“Hillsdale is just obsessed with dating,” Kaitlyn Zellner, a counselor who works for the college, told me.
When I reached out for comment on this article, I received more than a dozen pitches from students and alumni offering to share the intimate secrets of their love lives.
Money magazine released an article a couple of years ago analyzing how colleges’ gender ratios affect their dating cultures. After comparing the dating scenes at a slew of universities with varying gender ratios, the author concluded that colleges dominated by female students tend to be hook-up heavy, while colleges with more men have a more traditional dating scene.
The results may sound a little counterintuitive — aren’t men the ones who pursue one-night stands more often? — but it’s not about desire. It’s about economics. When the dating market has more options for men, it is easier for them to take the simple route: forget the coffee date, fall into the bed. But when fewer women are available, they may be forced to buy a few lattes.
My friend Renee Dodson, a fourth-year student at Georgia Tech (63 percent male, 37 percent female), explained it to me this way: “People want what they can’t get — this goes for girls and guys. Anytime there is a scarcity of something, people work harder for it.”
But what does dating look like at Hillsdale, a college with not only a balanced gender ratio, but also an overwhelmingly religious student body?
Associate Dean of Women Rebecca Dell said the academics and the culture drive the dating scene much more than the gender ratio, which is split exactly down the middle. The college’s website reports that Hillsdale’s student body is 49 percent male and 51 percent female, but Dell said this semester, it is 50 – 50.
You could reason that the dating culture would be split as well: Half the students are hooking up (off campus, of course), half of them are getting coffee at Checker Records. But that’s simply not the case. There’s something different about Hillsdale’s culture.
Hookups still happen, which both Zellner and Director of Health Services Brock Lutz acknowledged, but more students seem to navigate the dating scene — or abandon dating altogether.
“I think a large portion of our students are actually afraid to engage or reach out to the opposite sex in a casual dating way because they are very protective of their hearts and want to walk relationships out in an honorable fashion,” Lutz said. “That is obviously a good thing, but I think it can keep people very cautious, maybe too cautious, and can lead others away from just getting to know other people of the opposite sex, which might turn into a romantic relationship.”
The deep desire for romantic companionship coupled with a fear of failure, a phenomenon resulting in the will-they-won’t‑they relationships students call “hillsdating,” may be the result of a high-achieving and spiritually serious student body.

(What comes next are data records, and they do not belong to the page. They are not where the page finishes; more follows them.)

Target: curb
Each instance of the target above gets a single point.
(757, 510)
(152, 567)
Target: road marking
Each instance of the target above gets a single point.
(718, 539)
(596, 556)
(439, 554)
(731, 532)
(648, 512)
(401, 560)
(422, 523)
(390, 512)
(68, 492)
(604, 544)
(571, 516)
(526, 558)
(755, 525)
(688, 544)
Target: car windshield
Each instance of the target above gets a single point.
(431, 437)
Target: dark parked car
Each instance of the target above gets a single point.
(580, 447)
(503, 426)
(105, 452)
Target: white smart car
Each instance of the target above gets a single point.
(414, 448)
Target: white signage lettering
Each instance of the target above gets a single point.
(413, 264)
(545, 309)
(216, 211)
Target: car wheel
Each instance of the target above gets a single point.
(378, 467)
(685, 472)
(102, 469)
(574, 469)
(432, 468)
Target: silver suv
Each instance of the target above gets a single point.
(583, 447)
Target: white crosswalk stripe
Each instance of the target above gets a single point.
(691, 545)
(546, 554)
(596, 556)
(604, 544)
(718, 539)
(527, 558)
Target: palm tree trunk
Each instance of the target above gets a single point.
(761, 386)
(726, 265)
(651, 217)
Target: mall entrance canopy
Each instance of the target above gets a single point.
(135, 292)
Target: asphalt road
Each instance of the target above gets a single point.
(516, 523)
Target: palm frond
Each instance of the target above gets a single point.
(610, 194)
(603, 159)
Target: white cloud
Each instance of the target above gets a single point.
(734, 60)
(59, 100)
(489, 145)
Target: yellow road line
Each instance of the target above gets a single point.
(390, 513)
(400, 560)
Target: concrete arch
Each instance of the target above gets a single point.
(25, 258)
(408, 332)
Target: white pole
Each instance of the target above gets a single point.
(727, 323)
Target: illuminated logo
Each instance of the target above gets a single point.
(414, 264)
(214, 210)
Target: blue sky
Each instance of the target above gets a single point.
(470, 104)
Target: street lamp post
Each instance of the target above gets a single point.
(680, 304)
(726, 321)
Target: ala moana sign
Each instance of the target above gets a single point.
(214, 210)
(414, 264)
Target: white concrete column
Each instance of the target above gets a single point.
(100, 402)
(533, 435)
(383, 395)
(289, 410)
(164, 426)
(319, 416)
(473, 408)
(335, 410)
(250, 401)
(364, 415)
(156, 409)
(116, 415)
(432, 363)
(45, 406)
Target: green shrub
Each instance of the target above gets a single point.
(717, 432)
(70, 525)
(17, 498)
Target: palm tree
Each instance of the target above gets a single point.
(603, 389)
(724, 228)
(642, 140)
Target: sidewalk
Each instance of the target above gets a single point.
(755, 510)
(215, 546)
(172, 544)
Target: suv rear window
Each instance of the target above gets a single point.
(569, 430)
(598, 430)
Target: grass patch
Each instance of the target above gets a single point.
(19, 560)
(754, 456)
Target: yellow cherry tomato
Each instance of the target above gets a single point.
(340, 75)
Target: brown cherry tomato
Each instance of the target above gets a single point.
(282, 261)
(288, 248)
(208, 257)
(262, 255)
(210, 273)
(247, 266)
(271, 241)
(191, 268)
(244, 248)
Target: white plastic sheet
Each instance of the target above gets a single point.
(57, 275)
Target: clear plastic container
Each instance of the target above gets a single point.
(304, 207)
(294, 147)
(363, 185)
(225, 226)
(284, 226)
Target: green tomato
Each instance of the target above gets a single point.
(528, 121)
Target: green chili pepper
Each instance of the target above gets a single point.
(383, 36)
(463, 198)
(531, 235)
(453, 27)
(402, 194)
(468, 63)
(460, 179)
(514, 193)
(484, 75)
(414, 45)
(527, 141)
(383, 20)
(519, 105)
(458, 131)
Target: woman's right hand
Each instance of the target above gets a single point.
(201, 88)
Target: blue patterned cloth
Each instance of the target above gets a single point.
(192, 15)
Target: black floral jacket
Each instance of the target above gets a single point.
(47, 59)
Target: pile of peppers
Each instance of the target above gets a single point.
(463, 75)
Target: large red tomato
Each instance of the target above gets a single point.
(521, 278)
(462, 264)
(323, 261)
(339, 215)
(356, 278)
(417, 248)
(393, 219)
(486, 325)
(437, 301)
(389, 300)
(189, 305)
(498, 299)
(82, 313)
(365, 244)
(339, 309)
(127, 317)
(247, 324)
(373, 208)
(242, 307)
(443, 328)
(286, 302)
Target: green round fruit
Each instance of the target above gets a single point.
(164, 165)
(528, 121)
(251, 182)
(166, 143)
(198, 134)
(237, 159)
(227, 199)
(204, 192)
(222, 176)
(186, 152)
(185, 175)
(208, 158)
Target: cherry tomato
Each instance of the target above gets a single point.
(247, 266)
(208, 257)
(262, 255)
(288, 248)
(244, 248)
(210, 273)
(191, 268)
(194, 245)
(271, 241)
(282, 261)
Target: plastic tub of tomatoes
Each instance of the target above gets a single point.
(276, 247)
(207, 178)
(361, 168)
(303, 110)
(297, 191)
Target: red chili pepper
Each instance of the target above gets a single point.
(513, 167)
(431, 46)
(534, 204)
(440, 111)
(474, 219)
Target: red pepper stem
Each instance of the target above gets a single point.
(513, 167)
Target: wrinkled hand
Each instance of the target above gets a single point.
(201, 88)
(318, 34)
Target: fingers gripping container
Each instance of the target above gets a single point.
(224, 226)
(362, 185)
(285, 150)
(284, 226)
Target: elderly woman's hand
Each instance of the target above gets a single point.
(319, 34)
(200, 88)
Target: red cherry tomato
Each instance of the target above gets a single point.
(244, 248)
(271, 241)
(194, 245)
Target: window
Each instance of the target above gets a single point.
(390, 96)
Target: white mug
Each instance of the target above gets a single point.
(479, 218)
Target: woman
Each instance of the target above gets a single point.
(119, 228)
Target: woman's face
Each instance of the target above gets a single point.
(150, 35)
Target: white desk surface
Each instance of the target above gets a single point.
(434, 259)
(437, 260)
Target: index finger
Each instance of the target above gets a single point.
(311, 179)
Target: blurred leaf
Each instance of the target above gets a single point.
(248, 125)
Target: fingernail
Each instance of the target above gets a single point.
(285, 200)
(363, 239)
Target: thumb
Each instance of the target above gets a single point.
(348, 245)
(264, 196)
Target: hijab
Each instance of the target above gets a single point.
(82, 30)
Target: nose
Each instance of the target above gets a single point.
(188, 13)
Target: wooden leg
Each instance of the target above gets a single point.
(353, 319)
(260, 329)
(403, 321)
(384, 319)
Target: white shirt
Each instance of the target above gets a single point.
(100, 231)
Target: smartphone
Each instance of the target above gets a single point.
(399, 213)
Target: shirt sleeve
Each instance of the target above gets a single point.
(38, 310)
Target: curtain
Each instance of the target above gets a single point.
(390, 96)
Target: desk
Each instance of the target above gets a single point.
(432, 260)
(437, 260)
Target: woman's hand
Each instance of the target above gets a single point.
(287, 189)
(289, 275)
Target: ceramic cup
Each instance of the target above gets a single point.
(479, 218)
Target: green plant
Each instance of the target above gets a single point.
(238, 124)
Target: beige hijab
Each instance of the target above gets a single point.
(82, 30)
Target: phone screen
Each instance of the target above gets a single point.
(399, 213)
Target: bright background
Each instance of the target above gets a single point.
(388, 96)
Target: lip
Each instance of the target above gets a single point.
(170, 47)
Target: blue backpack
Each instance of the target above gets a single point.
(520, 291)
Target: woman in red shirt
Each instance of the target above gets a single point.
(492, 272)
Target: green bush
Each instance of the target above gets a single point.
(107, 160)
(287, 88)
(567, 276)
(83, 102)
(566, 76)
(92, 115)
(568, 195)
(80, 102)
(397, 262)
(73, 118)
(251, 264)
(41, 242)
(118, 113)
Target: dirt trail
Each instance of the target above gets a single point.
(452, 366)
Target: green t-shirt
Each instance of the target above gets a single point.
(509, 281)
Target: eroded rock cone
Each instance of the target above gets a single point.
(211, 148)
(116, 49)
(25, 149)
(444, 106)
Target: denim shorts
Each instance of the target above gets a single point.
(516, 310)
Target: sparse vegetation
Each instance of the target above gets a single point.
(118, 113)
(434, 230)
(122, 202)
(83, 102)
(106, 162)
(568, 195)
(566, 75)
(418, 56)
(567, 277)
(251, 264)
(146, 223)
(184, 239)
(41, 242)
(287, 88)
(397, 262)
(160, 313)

Senior Luke Miller, who is currently engaged, said Hillsdale’s culture means “it’s really hard to casually date, but that also makes emotional and spiritual intimacy much more central.”
But the best intentions don’t always achieve their intended results.
“I think Hillsdale culture takes relationships so seriously that it can either prevent people from reaching out or stifle a young relationship with a lot of serious expectations,” senior Elyse Hutcheson said. “Sometimes I think people take getting to know other people too seriously, especially if they come from a very conservative background where finding out what works best for you through multiple casual relationships is looked down upon.”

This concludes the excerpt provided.